I am working on a React eCommerce website. The designs given to me show a flow for checking someone's credit for approval. When the user hits the "Submit Application" button, it takes them to a page that says "Reviewing Application" with a progress bar that takes about 12 seconds to load. When the bar is complete, the text says, "You're Approved" or "Sorry, you are not approved".
The designs then show that the Approved screen stays for a few seconds and then they are redirected to the checkout page. My question is, does this break any accessibility rules? It feels wrong to have a user click a button and then all these actions happen and if they are not paying attention, they could miss it telling them that they are approved.
The client is very keen on having a good accessibility score and wants to make sure that they don't break any rules. If this isn't allowed, can you please add a link to where it is stated more specifically? All I keep getting when Googleing this are examples of how to build a progress bar. TIA!
There two WCAG checkpoints at play here.
The first is dynamic content added to the page. "Reviewing application..." and then "you're approved (or not)". That falls under WCAG 4.1.3 Status Messages. Just make sure the "reviewing application" indicates that the process is running. I'm guessing you have some kind of animation during the 12 seconds or so that it takes to approve or disapprove? You could potentially use aria-busy="true"
during the 12 seconds then set it to false when done.
Alternatively, you can use an aria-live
region and then update the contents of that region to say "reviewing application..." and then maybe update it every 5 seconds or so to say "still reviewing...". You'll probably need aria-atomic="true"
if you update the region with the same text ("still reviewing...") multiple times, otherwise the live region won't think anything changed.
The second checkpoint is WCAG 2.2.1 Timing Adjustable because you are redirecting the user on your own timing, and like you said, they might miss the approval status. Or they might not have had time to read the approval page.

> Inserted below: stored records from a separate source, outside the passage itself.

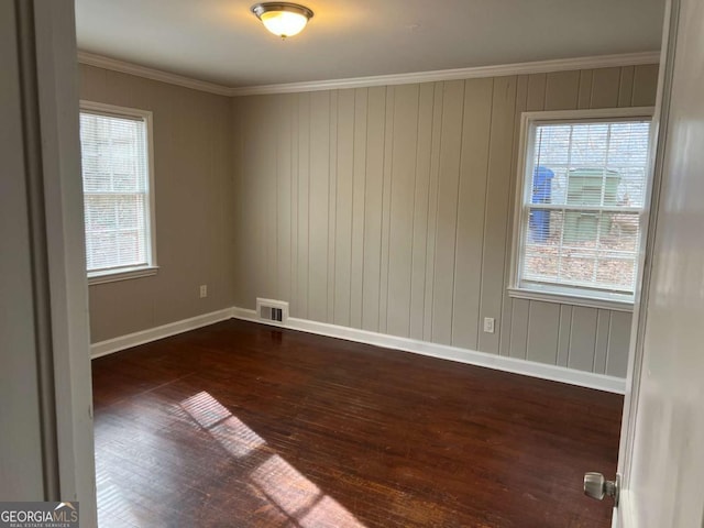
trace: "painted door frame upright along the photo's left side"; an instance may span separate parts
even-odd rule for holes
[[[46,358],[42,409],[47,436],[45,501],[78,501],[80,524],[97,526],[88,282],[78,129],[78,64],[74,0],[15,1],[24,156],[33,167],[28,199],[35,318]],[[51,449],[50,449],[51,448]]]

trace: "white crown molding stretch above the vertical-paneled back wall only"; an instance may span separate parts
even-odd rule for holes
[[[366,88],[372,86],[409,85],[437,80],[474,79],[481,77],[504,77],[507,75],[549,74],[571,69],[608,68],[658,64],[660,52],[624,53],[619,55],[597,55],[593,57],[558,58],[532,63],[502,64],[497,66],[477,66],[472,68],[439,69],[413,74],[377,75],[348,79],[318,80],[311,82],[289,82],[282,85],[248,86],[232,88],[230,95],[255,96],[267,94],[295,94],[300,91],[320,91],[341,88]]]

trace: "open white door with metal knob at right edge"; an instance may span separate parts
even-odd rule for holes
[[[704,2],[669,11],[661,186],[619,453],[624,528],[704,527]]]

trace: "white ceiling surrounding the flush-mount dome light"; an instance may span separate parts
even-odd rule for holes
[[[76,0],[78,47],[230,87],[660,48],[664,0],[306,0],[280,41],[254,0]]]

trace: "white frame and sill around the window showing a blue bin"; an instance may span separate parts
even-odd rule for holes
[[[557,111],[539,111],[522,112],[520,118],[520,140],[518,150],[518,167],[516,173],[516,195],[514,202],[514,230],[510,257],[510,275],[508,295],[513,298],[542,300],[548,302],[569,304],[574,306],[584,306],[590,308],[604,308],[618,311],[632,311],[635,293],[632,295],[616,292],[600,292],[597,289],[588,289],[581,286],[570,285],[541,285],[532,283],[526,285],[521,283],[520,265],[525,254],[526,230],[528,222],[526,221],[526,193],[527,193],[527,169],[528,162],[531,160],[531,151],[535,146],[535,134],[532,131],[538,124],[544,123],[579,123],[586,121],[619,121],[619,120],[651,120],[650,127],[650,152],[648,153],[648,167],[646,169],[646,194],[645,202],[639,212],[640,226],[644,226],[644,217],[648,212],[650,188],[652,186],[652,145],[654,127],[652,118],[654,114],[653,107],[629,107],[629,108],[604,108],[592,110],[557,110]],[[645,233],[641,231],[638,240],[638,249],[636,254],[642,252],[645,243]],[[640,258],[636,257],[636,266],[640,263]],[[636,267],[636,277],[639,277],[639,270]],[[636,286],[637,289],[637,286]]]

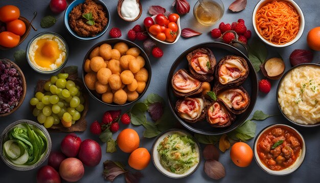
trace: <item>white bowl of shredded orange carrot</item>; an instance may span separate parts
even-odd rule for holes
[[[260,39],[272,47],[293,44],[305,28],[303,12],[292,0],[261,0],[254,9],[252,21]]]

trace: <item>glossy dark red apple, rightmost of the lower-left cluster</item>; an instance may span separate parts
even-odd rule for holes
[[[101,147],[96,141],[86,139],[81,143],[78,157],[86,166],[97,166],[101,161]]]

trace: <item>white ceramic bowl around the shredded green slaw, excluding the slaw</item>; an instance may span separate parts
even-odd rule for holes
[[[195,172],[198,169],[198,167],[200,166],[202,153],[201,153],[200,145],[199,145],[198,141],[195,138],[193,138],[193,136],[192,136],[193,141],[196,144],[195,145],[195,150],[199,154],[198,163],[195,164],[193,167],[191,167],[187,172],[185,172],[183,174],[176,174],[176,173],[172,173],[172,172],[166,170],[160,163],[160,154],[157,151],[157,147],[164,140],[164,138],[166,136],[172,135],[172,134],[176,134],[176,133],[179,133],[181,135],[190,135],[190,136],[192,136],[187,131],[181,130],[181,129],[170,129],[168,131],[165,131],[165,132],[159,134],[157,136],[157,138],[154,140],[154,143],[152,145],[152,150],[151,150],[152,162],[153,162],[155,168],[157,168],[159,172],[161,172],[162,174],[166,175],[167,177],[170,177],[170,178],[184,178],[184,177],[187,177],[187,176],[191,175],[193,172]]]

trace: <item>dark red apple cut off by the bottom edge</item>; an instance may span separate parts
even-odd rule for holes
[[[41,167],[37,172],[37,183],[60,183],[59,173],[49,165]]]

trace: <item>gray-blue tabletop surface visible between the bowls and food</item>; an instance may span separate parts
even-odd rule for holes
[[[70,55],[68,58],[68,61],[66,65],[78,65],[78,71],[81,73],[81,65],[83,61],[83,57],[85,56],[86,52],[97,42],[106,40],[109,38],[108,32],[105,33],[102,37],[89,41],[89,42],[82,42],[79,40],[76,40],[74,37],[72,37],[70,34],[67,33],[66,29],[63,25],[63,13],[55,15],[58,19],[56,24],[48,29],[42,29],[40,27],[40,20],[45,15],[51,15],[51,11],[49,9],[49,0],[11,0],[11,1],[0,1],[0,7],[8,4],[16,5],[20,8],[21,15],[27,17],[29,20],[33,17],[33,12],[36,10],[38,12],[38,15],[33,23],[33,25],[38,29],[38,31],[31,30],[28,38],[21,43],[17,48],[11,49],[9,51],[0,51],[0,57],[8,58],[10,60],[13,59],[13,54],[16,50],[25,50],[28,41],[35,36],[38,33],[44,32],[44,31],[52,31],[56,32],[60,35],[62,35],[69,47],[70,47]],[[70,1],[68,1],[70,2]],[[129,29],[132,29],[134,25],[136,24],[143,24],[143,20],[147,15],[147,11],[149,6],[151,5],[161,5],[164,8],[166,8],[169,11],[175,12],[174,9],[171,9],[171,4],[173,0],[168,1],[147,1],[147,0],[141,0],[142,6],[143,6],[143,13],[140,19],[138,19],[135,22],[129,23],[125,22],[117,14],[117,0],[103,0],[105,4],[108,6],[111,18],[110,18],[110,27],[109,30],[112,27],[119,27],[122,30],[122,37],[121,38],[127,38],[126,34]],[[150,62],[152,65],[152,79],[150,86],[146,92],[147,96],[151,93],[156,93],[161,95],[163,98],[166,97],[166,82],[167,82],[167,74],[169,73],[170,67],[174,60],[190,48],[192,45],[201,43],[201,42],[207,42],[207,41],[213,41],[213,39],[210,37],[209,31],[218,28],[218,25],[221,21],[226,23],[231,23],[233,21],[237,21],[238,18],[243,18],[245,20],[245,25],[248,29],[252,30],[253,37],[257,37],[257,35],[253,31],[252,26],[252,12],[257,4],[258,0],[254,1],[248,1],[247,6],[245,10],[239,12],[239,13],[232,13],[228,11],[228,6],[233,2],[233,0],[223,0],[224,3],[224,15],[222,19],[218,22],[217,25],[214,25],[212,27],[204,27],[200,24],[198,24],[193,16],[192,8],[194,4],[196,3],[195,0],[189,0],[188,1],[191,6],[191,11],[185,15],[181,16],[181,27],[182,28],[193,28],[199,32],[202,32],[203,34],[198,37],[194,38],[180,38],[177,43],[173,45],[164,45],[164,44],[158,44],[159,47],[161,47],[164,51],[164,56],[160,59],[155,59],[153,57],[150,57]],[[295,49],[308,49],[306,37],[307,33],[311,28],[319,26],[320,21],[318,20],[320,13],[318,11],[319,4],[317,0],[310,0],[310,1],[303,1],[303,0],[296,0],[296,3],[301,7],[304,15],[305,15],[305,30],[304,33],[299,41],[294,43],[293,45],[287,47],[287,48],[281,48],[281,49],[273,49],[271,47],[267,47],[269,51],[269,56],[279,52],[284,58],[284,61],[286,63],[286,70],[288,70],[291,66],[289,63],[289,55],[290,53]],[[136,43],[138,41],[135,41]],[[142,46],[141,42],[138,42],[139,45]],[[313,62],[319,61],[320,53],[314,51],[314,59]],[[24,103],[20,106],[20,108],[12,115],[4,118],[0,118],[0,131],[3,131],[6,126],[8,126],[10,123],[20,120],[20,119],[29,119],[29,120],[36,120],[32,113],[29,110],[29,100],[34,96],[34,88],[36,85],[36,81],[38,79],[43,78],[49,78],[49,75],[42,75],[39,73],[36,73],[32,70],[32,68],[27,63],[20,63],[19,64],[21,70],[24,72],[27,80],[27,95]],[[258,73],[258,79],[262,79],[263,76],[260,73]],[[271,81],[271,91],[269,94],[264,95],[259,93],[258,99],[255,105],[255,110],[263,110],[265,113],[268,114],[279,114],[280,111],[276,105],[276,89],[277,89],[278,80]],[[123,111],[126,111],[129,107],[122,108]],[[107,107],[103,104],[100,104],[99,102],[95,101],[93,98],[90,98],[90,107],[89,111],[86,116],[86,120],[88,122],[88,126],[94,121],[94,120],[101,120],[102,114],[106,110],[111,110],[115,108]],[[320,155],[319,155],[319,149],[320,149],[320,132],[319,127],[316,128],[302,128],[295,126],[288,121],[281,115],[278,115],[276,117],[269,118],[265,121],[256,122],[257,123],[257,133],[264,128],[267,125],[270,124],[276,124],[276,123],[282,123],[282,124],[288,124],[290,126],[293,126],[294,128],[298,129],[304,136],[307,146],[307,152],[305,161],[303,162],[302,166],[295,171],[294,173],[287,175],[287,176],[272,176],[267,173],[265,173],[255,160],[253,160],[252,164],[246,168],[240,168],[233,164],[231,161],[229,151],[226,151],[225,153],[220,154],[220,162],[225,167],[226,176],[220,180],[213,180],[210,179],[204,172],[203,172],[203,164],[204,161],[201,162],[200,167],[198,170],[193,173],[191,176],[182,178],[182,179],[171,179],[160,172],[157,171],[157,169],[154,167],[152,162],[150,162],[149,166],[142,170],[141,172],[144,174],[144,177],[141,179],[141,182],[318,182],[319,172],[320,172]],[[121,125],[121,124],[120,124]],[[121,125],[120,130],[124,129],[124,125]],[[151,146],[154,139],[146,139],[143,138],[143,130],[144,128],[142,126],[135,127],[135,126],[129,126],[129,128],[133,128],[136,131],[138,131],[140,138],[141,138],[141,147],[145,147],[148,150],[151,150]],[[113,134],[113,139],[115,139],[118,135],[119,131],[116,134]],[[52,149],[53,150],[59,150],[60,148],[60,142],[63,139],[63,137],[66,135],[66,133],[51,133],[51,139],[52,139]],[[102,148],[102,159],[100,165],[89,168],[85,167],[85,174],[83,178],[79,182],[104,182],[102,171],[103,166],[102,163],[106,159],[112,159],[113,161],[121,161],[126,163],[129,154],[121,152],[121,150],[118,150],[116,153],[106,153],[105,148],[106,144],[102,143],[98,136],[94,136],[90,133],[89,128],[85,130],[82,133],[77,133],[81,137],[82,140],[85,139],[94,139],[97,142],[100,143]],[[247,142],[250,147],[253,147],[254,139]],[[203,146],[202,146],[203,147]],[[45,162],[43,165],[46,165],[47,162]],[[1,182],[35,182],[36,181],[36,172],[39,168],[27,171],[27,172],[20,172],[15,171],[10,168],[8,168],[2,161],[0,161],[0,181]],[[115,182],[124,182],[124,176],[119,176],[115,179]]]

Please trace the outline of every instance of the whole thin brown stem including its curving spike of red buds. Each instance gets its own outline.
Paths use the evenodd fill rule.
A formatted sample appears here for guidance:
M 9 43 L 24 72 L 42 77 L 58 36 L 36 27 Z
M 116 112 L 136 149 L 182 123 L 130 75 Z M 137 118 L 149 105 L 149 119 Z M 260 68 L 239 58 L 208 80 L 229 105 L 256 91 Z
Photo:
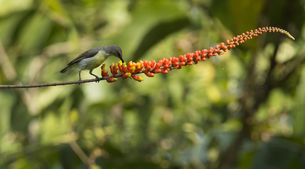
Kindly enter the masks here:
M 281 32 L 281 33 L 287 35 L 289 38 L 294 40 L 292 35 L 290 35 L 289 32 L 287 32 L 283 29 L 274 28 L 274 27 L 265 27 L 265 28 L 262 28 L 262 29 L 259 28 L 258 30 L 255 29 L 254 32 L 253 32 L 253 30 L 251 30 L 250 32 L 246 32 L 246 34 L 243 33 L 242 35 L 237 35 L 236 37 L 231 38 L 230 40 L 227 40 L 227 42 L 226 42 L 227 45 L 225 45 L 224 43 L 221 43 L 221 46 L 217 45 L 215 47 L 215 49 L 210 47 L 209 50 L 204 49 L 201 52 L 200 51 L 195 51 L 195 54 L 194 53 L 188 53 L 187 55 L 183 55 L 183 56 L 181 55 L 182 59 L 180 59 L 180 56 L 179 56 L 179 59 L 178 58 L 174 59 L 175 61 L 173 61 L 173 58 L 170 57 L 168 60 L 166 59 L 166 63 L 163 63 L 163 60 L 161 60 L 162 63 L 160 63 L 160 64 L 158 63 L 159 65 L 156 68 L 155 68 L 155 66 L 157 64 L 156 64 L 155 61 L 153 61 L 154 62 L 153 65 L 151 65 L 152 62 L 146 62 L 145 61 L 146 62 L 146 63 L 144 63 L 145 65 L 143 65 L 143 62 L 140 64 L 140 65 L 142 65 L 142 67 L 144 66 L 145 70 L 139 71 L 139 69 L 138 69 L 139 66 L 138 65 L 137 65 L 137 68 L 132 68 L 133 70 L 131 68 L 128 68 L 128 70 L 127 70 L 126 69 L 127 65 L 124 65 L 124 66 L 126 66 L 126 67 L 124 67 L 124 71 L 122 71 L 120 69 L 122 74 L 117 74 L 117 68 L 118 68 L 117 66 L 118 65 L 116 64 L 116 73 L 112 72 L 113 74 L 115 74 L 114 76 L 108 76 L 108 72 L 106 72 L 107 75 L 102 74 L 102 76 L 105 76 L 105 75 L 106 76 L 103 77 L 103 78 L 99 78 L 99 80 L 106 80 L 106 79 L 109 79 L 109 78 L 117 78 L 117 77 L 122 77 L 122 76 L 125 79 L 126 77 L 124 77 L 125 74 L 123 74 L 123 72 L 129 73 L 129 75 L 127 75 L 128 77 L 130 77 L 130 75 L 135 75 L 135 74 L 139 74 L 139 73 L 145 73 L 147 76 L 153 77 L 154 74 L 152 74 L 152 73 L 167 73 L 168 70 L 171 70 L 171 69 L 174 69 L 174 68 L 181 69 L 181 66 L 192 65 L 193 63 L 197 64 L 199 60 L 206 60 L 206 58 L 210 59 L 210 57 L 217 56 L 217 54 L 221 55 L 224 52 L 226 52 L 227 49 L 230 50 L 232 48 L 235 48 L 239 44 L 245 42 L 247 39 L 252 39 L 252 36 L 258 36 L 258 35 L 262 34 L 263 32 L 264 33 L 266 33 L 266 32 Z M 182 60 L 184 60 L 184 61 L 182 61 Z M 180 63 L 183 63 L 183 64 L 180 64 Z M 161 66 L 162 64 L 163 64 L 163 66 Z M 114 65 L 112 65 L 112 66 L 114 66 Z M 177 66 L 180 66 L 180 67 L 178 68 Z M 142 67 L 140 67 L 140 69 L 142 69 Z M 113 68 L 114 67 L 111 68 L 112 69 L 111 71 L 113 71 Z M 121 68 L 123 69 L 123 67 L 121 67 Z M 136 73 L 135 73 L 135 69 L 137 69 Z M 165 71 L 163 72 L 163 70 L 161 71 L 161 69 L 164 69 Z M 107 71 L 106 68 L 104 70 Z M 155 72 L 155 70 L 156 70 L 156 72 Z M 103 70 L 102 70 L 102 72 L 103 72 Z M 150 72 L 150 73 L 148 73 L 148 72 Z M 142 80 L 141 79 L 135 79 L 135 80 L 142 81 L 144 79 L 142 79 Z M 96 81 L 96 79 L 83 80 L 82 82 L 87 83 L 87 82 L 94 82 L 94 81 Z M 79 81 L 59 82 L 59 83 L 43 83 L 43 84 L 31 84 L 31 85 L 0 85 L 0 88 L 33 88 L 33 87 L 43 87 L 43 86 L 67 85 L 67 84 L 79 84 Z

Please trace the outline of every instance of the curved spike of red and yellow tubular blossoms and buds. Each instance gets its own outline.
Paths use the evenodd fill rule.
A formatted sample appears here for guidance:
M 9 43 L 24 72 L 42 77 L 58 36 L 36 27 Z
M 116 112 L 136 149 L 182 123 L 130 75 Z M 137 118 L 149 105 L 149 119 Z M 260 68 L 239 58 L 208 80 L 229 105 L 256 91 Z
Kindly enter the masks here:
M 130 61 L 129 63 L 112 63 L 110 66 L 110 72 L 113 74 L 112 77 L 107 79 L 107 82 L 114 82 L 117 80 L 115 77 L 122 77 L 123 79 L 127 79 L 128 77 L 132 77 L 134 80 L 138 82 L 143 81 L 144 79 L 140 76 L 136 76 L 135 74 L 144 73 L 148 77 L 154 77 L 154 74 L 163 73 L 166 74 L 168 71 L 172 69 L 181 69 L 182 66 L 192 65 L 199 63 L 200 60 L 205 61 L 206 59 L 210 59 L 212 56 L 221 55 L 227 50 L 231 48 L 235 48 L 239 46 L 240 43 L 246 42 L 248 39 L 252 39 L 253 36 L 258 36 L 262 33 L 266 32 L 281 32 L 286 34 L 290 38 L 294 39 L 287 31 L 274 27 L 265 27 L 251 30 L 250 32 L 242 33 L 242 35 L 237 35 L 231 39 L 226 40 L 225 43 L 221 43 L 220 45 L 216 45 L 215 49 L 210 47 L 209 49 L 203 49 L 195 51 L 194 53 L 187 53 L 185 55 L 180 55 L 179 57 L 169 57 L 168 59 L 163 58 L 156 62 L 152 61 L 142 61 L 135 63 Z M 118 74 L 118 70 L 122 74 Z M 108 71 L 106 70 L 105 64 L 102 66 L 102 77 L 108 77 Z

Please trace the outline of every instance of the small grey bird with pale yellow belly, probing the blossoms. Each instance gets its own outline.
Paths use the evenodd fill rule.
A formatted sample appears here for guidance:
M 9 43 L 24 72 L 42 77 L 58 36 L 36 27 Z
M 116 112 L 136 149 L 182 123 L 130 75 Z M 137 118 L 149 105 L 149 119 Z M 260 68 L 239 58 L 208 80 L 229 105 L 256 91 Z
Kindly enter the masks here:
M 81 71 L 89 70 L 89 73 L 95 76 L 95 82 L 99 82 L 99 76 L 92 74 L 92 70 L 99 67 L 109 56 L 118 57 L 124 63 L 122 57 L 122 49 L 120 48 L 120 46 L 101 46 L 89 49 L 81 55 L 77 56 L 77 58 L 73 59 L 70 63 L 68 63 L 68 66 L 65 69 L 61 70 L 60 73 L 65 73 L 69 69 L 78 68 L 78 84 L 80 85 L 81 83 L 83 83 L 81 80 Z

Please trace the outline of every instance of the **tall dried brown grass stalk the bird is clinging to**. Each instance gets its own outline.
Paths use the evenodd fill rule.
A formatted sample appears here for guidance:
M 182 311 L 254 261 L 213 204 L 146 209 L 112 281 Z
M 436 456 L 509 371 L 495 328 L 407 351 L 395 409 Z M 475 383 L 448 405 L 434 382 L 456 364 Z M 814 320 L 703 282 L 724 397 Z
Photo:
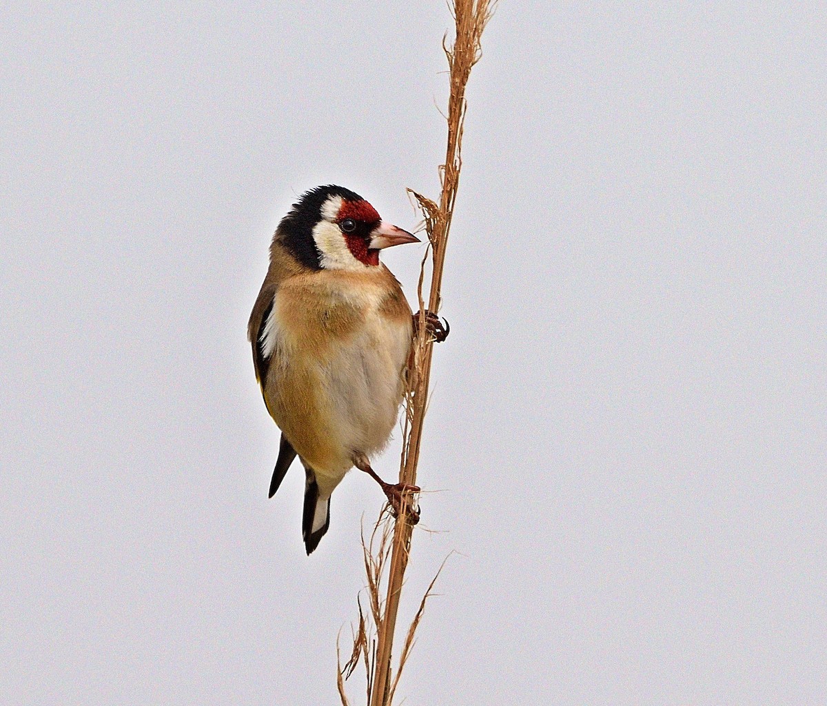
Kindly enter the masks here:
M 439 168 L 442 192 L 437 203 L 414 190 L 409 190 L 423 213 L 425 230 L 428 233 L 428 252 L 431 255 L 431 281 L 426 307 L 424 299 L 425 271 L 428 261 L 428 252 L 426 252 L 417 288 L 420 312 L 419 326 L 418 334 L 414 339 L 414 358 L 405 394 L 402 459 L 399 467 L 399 483 L 407 485 L 416 484 L 419 448 L 428 403 L 428 384 L 431 377 L 433 338 L 428 334 L 424 311 L 427 308 L 428 311 L 436 314 L 442 303 L 440 297 L 442 268 L 445 263 L 448 232 L 451 229 L 462 169 L 461 144 L 467 107 L 466 84 L 471 74 L 471 68 L 480 60 L 482 32 L 494 12 L 495 5 L 496 0 L 452 0 L 449 4 L 455 21 L 456 38 L 453 46 L 447 45 L 447 37 L 442 40 L 442 48 L 448 60 L 451 76 L 451 94 L 448 98 L 447 111 L 447 149 L 445 163 Z M 414 502 L 416 502 L 416 499 L 410 495 L 403 498 L 399 518 L 393 525 L 393 540 L 390 543 L 390 574 L 384 602 L 380 600 L 380 587 L 389 548 L 387 542 L 383 540 L 380 542 L 378 554 L 373 554 L 371 550 L 376 531 L 380 526 L 386 528 L 388 525 L 386 521 L 383 521 L 382 516 L 377 522 L 374 536 L 371 536 L 369 544 L 365 545 L 364 537 L 362 540 L 362 545 L 366 550 L 365 568 L 368 577 L 370 611 L 376 629 L 376 640 L 369 640 L 366 632 L 363 632 L 364 621 L 360 605 L 360 627 L 354 638 L 353 655 L 351 655 L 351 660 L 348 661 L 345 669 L 352 672 L 354 660 L 358 661 L 359 655 L 363 656 L 368 671 L 368 706 L 390 706 L 396 686 L 399 684 L 399 675 L 409 657 L 411 648 L 414 646 L 414 633 L 422 618 L 425 603 L 432 594 L 434 582 L 439 575 L 437 572 L 437 576 L 428 586 L 428 590 L 425 592 L 418 612 L 414 617 L 414 622 L 409 627 L 399 659 L 399 666 L 396 675 L 392 679 L 391 651 L 396 628 L 396 616 L 399 610 L 399 597 L 404 583 L 405 569 L 408 566 L 413 531 L 408 511 Z M 383 533 L 385 531 L 386 529 L 383 529 Z M 383 537 L 386 537 L 386 535 L 383 534 Z M 339 691 L 342 695 L 342 704 L 347 706 L 341 668 L 339 672 Z M 347 678 L 347 675 L 345 678 Z

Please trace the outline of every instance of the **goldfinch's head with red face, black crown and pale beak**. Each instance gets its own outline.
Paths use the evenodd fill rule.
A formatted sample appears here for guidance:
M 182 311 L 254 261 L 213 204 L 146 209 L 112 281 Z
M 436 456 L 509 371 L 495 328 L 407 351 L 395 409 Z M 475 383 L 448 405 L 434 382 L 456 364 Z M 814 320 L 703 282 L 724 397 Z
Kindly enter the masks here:
M 317 186 L 302 195 L 281 219 L 276 238 L 313 270 L 376 267 L 383 248 L 419 242 L 385 223 L 360 195 L 334 185 Z

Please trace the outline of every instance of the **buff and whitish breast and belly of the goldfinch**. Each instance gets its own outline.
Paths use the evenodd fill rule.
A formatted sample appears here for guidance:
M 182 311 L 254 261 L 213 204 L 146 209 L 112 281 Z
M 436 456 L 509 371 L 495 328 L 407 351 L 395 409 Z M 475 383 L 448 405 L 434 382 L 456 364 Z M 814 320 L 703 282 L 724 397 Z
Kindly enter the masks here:
M 276 295 L 265 322 L 270 414 L 323 492 L 342 480 L 355 454 L 370 459 L 385 448 L 404 394 L 409 310 L 387 314 L 387 281 L 356 284 L 340 286 L 331 275 L 299 281 Z M 337 312 L 338 324 L 317 328 L 318 315 L 305 318 L 304 309 Z

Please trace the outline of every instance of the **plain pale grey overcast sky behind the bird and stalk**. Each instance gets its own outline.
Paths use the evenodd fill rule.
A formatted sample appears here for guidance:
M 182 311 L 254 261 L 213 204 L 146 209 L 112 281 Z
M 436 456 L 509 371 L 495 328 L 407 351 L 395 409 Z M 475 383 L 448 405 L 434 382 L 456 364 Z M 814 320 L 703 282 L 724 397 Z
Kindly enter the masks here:
M 406 704 L 827 703 L 827 11 L 769 4 L 485 32 Z M 3 704 L 338 703 L 382 496 L 351 473 L 304 555 L 246 320 L 304 190 L 437 194 L 450 24 L 3 4 Z M 409 296 L 422 253 L 383 256 Z

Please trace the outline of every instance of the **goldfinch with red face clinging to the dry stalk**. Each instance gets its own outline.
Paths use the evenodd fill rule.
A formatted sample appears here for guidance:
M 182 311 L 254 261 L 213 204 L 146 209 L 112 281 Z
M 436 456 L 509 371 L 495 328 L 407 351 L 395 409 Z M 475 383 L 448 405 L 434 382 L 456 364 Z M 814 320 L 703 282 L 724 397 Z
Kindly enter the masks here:
M 298 456 L 308 555 L 330 526 L 332 492 L 354 466 L 380 483 L 397 511 L 402 492 L 418 491 L 385 483 L 370 467 L 399 418 L 418 321 L 379 253 L 418 242 L 360 195 L 326 185 L 299 197 L 270 244 L 247 338 L 265 406 L 281 430 L 270 497 Z M 426 314 L 442 340 L 447 330 Z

There are 6 ways to fix 2.2.1 as noted in the guideline itself. "Extend" is the most common and you typically see this in "log off" situations where you're about to be logged off due to inactivity but are given a chance to extend your session. The same would be applied to your redirect. You can show the user the approval or denial message and then have a "you will be redirected to the checkout page in XX seconds" message with an option to extend the time limit.
Personally, I think the redirection should be avoided altogether. Just tell the user they've been approved or denied and then have a call to action button (CTA) and let the user navigate to the checkout screen on their own time. Then you avoid the 2.2.1 issue.